Command-line work-stealing scheduler.
If you use the Nix package manager, there's a package in my overlay.
Otherwise, you can build jerbs
with cargo:
cargo install jerbs
Create a job database:
$ jerbs work.db init
Define a job and enqueue some repetitions:
$ jerbs work.db create --count 17 --data "info for thing to do 17 times"
1
The output is the job id, which you can use to edit the job later.
See what's scheduled:
$ jerbs work.db list-available -v
1 17 "info for thing to do 17 times"
(Note: do not use verbose output (-v
) for scripting. It is intended to be
human-readable and the format is unstable.)
Run a worker:
$ while jerbs work.db take $$ | read JOB; do echo $JOB; done
Now start some more!
I made this so I could have a tmux with a worker process in each pane, all taking jobs from the same queue. The worker processes run a shell script that uses this utility to pick the next job.
A job's payload is a blob of data. What's in the blob is up to you. If a job
needs multiple parameters, the blobs could be filenames indicating where to
find the job data; or, you might pack the data directly into the blob with a
delimiter-based format or jq
or something.
Worker IDs can be any utf-8 string. If your worker is a bash script, you can
pass $$
to use your worker's PID.
Because the data blob for your task may contain characters that are subject to
string interpolation hazards, any command that requires a blob will read it
from standard input by default.
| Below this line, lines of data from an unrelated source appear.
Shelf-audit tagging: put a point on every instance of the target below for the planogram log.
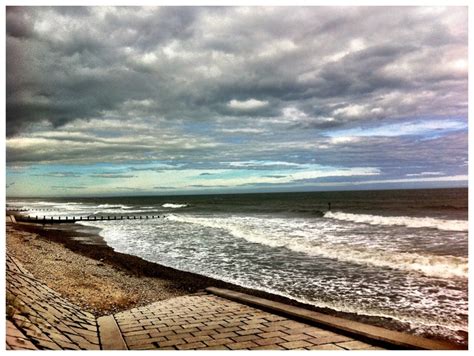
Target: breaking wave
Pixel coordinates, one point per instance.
(276, 234)
(408, 221)
(174, 206)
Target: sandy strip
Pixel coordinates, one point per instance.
(97, 287)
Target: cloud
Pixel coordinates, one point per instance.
(60, 187)
(250, 104)
(111, 175)
(58, 174)
(158, 89)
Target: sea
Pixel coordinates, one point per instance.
(396, 258)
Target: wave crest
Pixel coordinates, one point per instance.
(408, 221)
(174, 206)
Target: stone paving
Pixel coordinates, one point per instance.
(39, 318)
(207, 322)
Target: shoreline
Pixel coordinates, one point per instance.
(71, 238)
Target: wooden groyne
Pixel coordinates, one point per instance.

If your blobs are shell-safe, you can instead
use --data
to include your blob in the arguments.
Other work-stealing schedulers (like GNU Parallel) are frameworks; they own the
worker processes, so you can only configure workers through the framework.
jerbs
inverts this paradigm: jerbs
is a utility to be used from your worker
script. With jerbs
you can easily assign unique resources to the workers, pin
workers to CPUs/NUMA nodes, or dynamically vary the number of simultaneous
jobs. At last, the workers control the means of production.